Die meiste Zeit sind Anne und Jule einfach nur Anne und Jule. Zwei Karlsruher Mädels mit Problemen Wünschen und Träumen, wie sie andere 16-Jährige auch hegen: Liebe, Freiheit, Aufrichtigkeit erfahren, ein bisschen Spaß haben, vielleicht reich und berühmt werden. Manchmal sind Anne und Jule auch biestig. Ja, und? Wohl kaum Anlass Druckertinte zu verschwenden, oder? Wo kämen wir denn da hin, wenn jede Teenagerlaune medial aufbereitet würde? Für Wichtiges, wie den Ausgang der Bundestagswahl oder des Derbys zwischen KSC und FCK, fände sich ja kaum noch Platz auf Zeitungsseiten. Aber unter Biestig ist in diesem Falle eben nicht nur ein Zustand jugendlicher Widerlichkeit zu verstehen, sondern eine Band. Eine sehr kleine zwar nur, denn als Duo haben Anne und Jule die personelle Reduktion des Bandformats völlig ausgereizt, das hat sie aber nicht daran gehindert, am Samstag im Club Alte Hackerei ihre erste CD vorzustellen.
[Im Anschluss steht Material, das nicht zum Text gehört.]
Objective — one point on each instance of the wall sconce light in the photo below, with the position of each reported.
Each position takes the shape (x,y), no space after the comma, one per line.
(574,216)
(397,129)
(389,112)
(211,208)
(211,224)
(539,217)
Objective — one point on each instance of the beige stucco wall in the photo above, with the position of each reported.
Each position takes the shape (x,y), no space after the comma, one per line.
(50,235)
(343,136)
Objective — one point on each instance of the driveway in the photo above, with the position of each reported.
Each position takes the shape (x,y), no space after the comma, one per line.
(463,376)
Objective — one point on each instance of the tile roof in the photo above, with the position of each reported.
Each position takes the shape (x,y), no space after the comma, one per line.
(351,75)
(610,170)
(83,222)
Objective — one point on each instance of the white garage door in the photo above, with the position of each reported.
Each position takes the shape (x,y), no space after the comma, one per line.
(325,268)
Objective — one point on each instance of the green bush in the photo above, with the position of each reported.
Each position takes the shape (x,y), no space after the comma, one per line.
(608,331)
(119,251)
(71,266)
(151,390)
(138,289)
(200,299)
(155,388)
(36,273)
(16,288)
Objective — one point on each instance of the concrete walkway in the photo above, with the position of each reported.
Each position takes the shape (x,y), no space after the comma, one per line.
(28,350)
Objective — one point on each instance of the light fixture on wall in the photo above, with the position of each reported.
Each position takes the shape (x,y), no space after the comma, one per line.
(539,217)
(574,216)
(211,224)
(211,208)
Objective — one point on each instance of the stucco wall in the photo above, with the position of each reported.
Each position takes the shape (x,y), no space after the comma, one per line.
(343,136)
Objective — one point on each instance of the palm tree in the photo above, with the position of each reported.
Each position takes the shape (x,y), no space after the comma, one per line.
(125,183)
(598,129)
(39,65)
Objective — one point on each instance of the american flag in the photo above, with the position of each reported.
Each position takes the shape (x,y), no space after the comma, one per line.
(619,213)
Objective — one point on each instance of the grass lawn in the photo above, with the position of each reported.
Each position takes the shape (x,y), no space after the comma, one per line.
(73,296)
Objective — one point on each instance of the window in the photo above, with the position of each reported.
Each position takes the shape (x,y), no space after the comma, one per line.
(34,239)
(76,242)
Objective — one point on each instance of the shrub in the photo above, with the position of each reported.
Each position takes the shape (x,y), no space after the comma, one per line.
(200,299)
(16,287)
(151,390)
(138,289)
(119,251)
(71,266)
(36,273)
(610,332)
„Würden wir Englisch singen, würden die Leute nicht ständig nur über unsere Texte schreiben“, motzt Jule. Also schreibe ich erstmal über die Musik: Auf Nebenan (Rookie Records/Cargo) finden sich zehn fluffige Punkrock Stücke mit zweistimmigem Gesang, einigen Ska und Hardcore Einsprengseln, immer weniger als 3 Minuten lang, selten mehr als drei Akkorde. Zu zweit schaffen Biestig, woran schon ganze Armeen kleiner Punks gescheitert sind: Songs ohne ein Gramm überflüssiges Fett zu schreiben, die trotzdem weder billig noch einfallslos klingen. Stattdessen sind sie von einer Wahrhaftigkeit, die stellenweise ergreifend ist, womit wir – sorry Mädels – doch wieder bei den Texten wären. Biestig kommen ganz ohne Fick den Staat- und Gabbagabbahey-Phrasendrescherei aus. Auch von geklontem Teeniegemosere über doofe Lehrer, Eltern oder Boyfriends bleiben wir verschont. Zwillingspärchen haben nämlich ihre eignen Beziehungsprobleme: Wenn die erste Tanzen gehen will, ist die zweite depri drauf, die eine kann sich mal wieder nicht Entschuldigen und die andere fühlt sich ausgenutzt. Wozu braucht man da noch Jungs – außer dafür dass sie einen vor dem Konzert wohl gekämmt umringen? Das soll jetzt nicht heißen, dass Biestig-Texte nur für die – doch recht überschaubare – Zielgruppe der Zwillingspärchen relevant wären, genannte Problemstellungen lassen sich schließlich auf jede denkbare Zweierbeziehung zu übertragen.
Die Kundschaft scheint das ähnlich zu sehen, denn wenn die Redewendung vom „gemischten Publikum“ jemals gepasst hat, dann auf dieses Konzert: Die Altersspanne ging von zwölf bis fünfzig (Oma und Opa Biestig lassen wir jetzt mal außen vor) und alle hatten ihr Vergnügen. Biestig entfalten eine für die Minimalbesetzung beachtliche Durchschlagskraft und wäre Farin Urlaub ein Mädchen und dreißig Jahre jünger, er hieße wohl Jule. Während Anne mit roten flecken im Gesicht hinterm Schlagzeug schuftet, gibt ihre Schwester die Platinblonde Rocktigerin und man muss kein Prophet sein um zu Prognostizieren, was hier auf die Männerwelt in ein paar Jahren zukommt. Starpotential ist also reichlich vorhanden und will man die Performance von Biestig auf den Punkt bringen, kann man sich eigentlich nur dem enthusiasmierten Mikro-Rufer vom Ende des Konzerts anschließen: „Ich finde sie geil!“
Achja, ich wurde - nicht nur vom Rock´n´Roll-Dad, sondern auch von Anne und Jule -, nicht ganz zu unrecht, kritisiert, den Rock´n´Roll-Dad in der Ankündigung zu sehr in den Vordergrund gerückt zu haben. Deshalb habe ich der Rock´n´Roll-Dad-Focussierung abgeschworen und den Rock´n´Roll-Dad in der Nachbesprechung jetzt nicht mehr erwähnt. Ich hoffe das geht so in Ordnung.